Pregnancy the second time around is a whole different experience. I do not know how people do it three, four, five times! Maybe it’s the sheer fatigue taking over but I cannot imagine having more than two children!
My three year old feels increasingly challenging at the moment. I’m sure he senses that I don’t have much energy so is running rings around me! I feel guilty that I don’t have the energy to do more activities with him at home or take him out more but I am trying my best. It won’t be forever.
I have two days off work with him at the moment and mostly make sure we get out for at least a couple of hours on those days. Wednesday mornings we go to Footy Totz and Friday we usually arrange a playdate with a friend and her little boy who Thomas loves. I am trying my best to stay active but honestly I find chasing after Thomas a real struggle at the moment. It’s hard taking him out when his Daddy isn’t with us (so on our days off!) I don’t have much help with Thomas from my family so I just have to get on with it! Sometimes I envy friends and women I know who have lots of help from their Mums/ Parents/ Sisters etc but I have to accept that I don’t and find ways to manage. One of my friends asked if we can have a playdate at my house when she was heavily pregnant as she was struggling to chase her two year old about so I know it’s not just me!
It’s about the endless quest to be kinder to ourselves. I’ve realised that as Mum’s we feel an element of guilt for most things we do, we are our own worst enemies sometimes. Thomas is in nursery for three full days a week so I know he is learning and spending time with children his own age.
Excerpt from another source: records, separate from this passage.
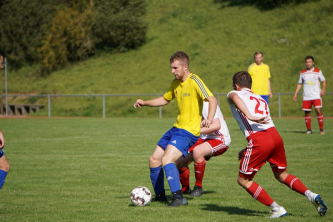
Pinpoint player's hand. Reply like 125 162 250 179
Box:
0 131 5 149
201 119 213 128
238 149 245 160
134 99 145 108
So some extra time at home and a little extra screen-time won’t do him much harm in the long run I’m sure.
I’m counting down the two and half weeks until I finish for Maternity Leave (I’ll be 35 weeks pregnant), and I can hopefully spend the three days a week that Thomas is at nursery relaxing, catching up on chores and preparing for our new baby’s arrival.
I’m sure that a newborn and a pre-schooler will present a whole new set of challenges but once I’ve recovered from child birth I’m hoping that I find more energy again to manage it. Until then I just need to do what I can to get through the days without falling asleep and take care of the essentials. Top of my list are my favourite; regular hot candlelit baths and plenty of chocolate!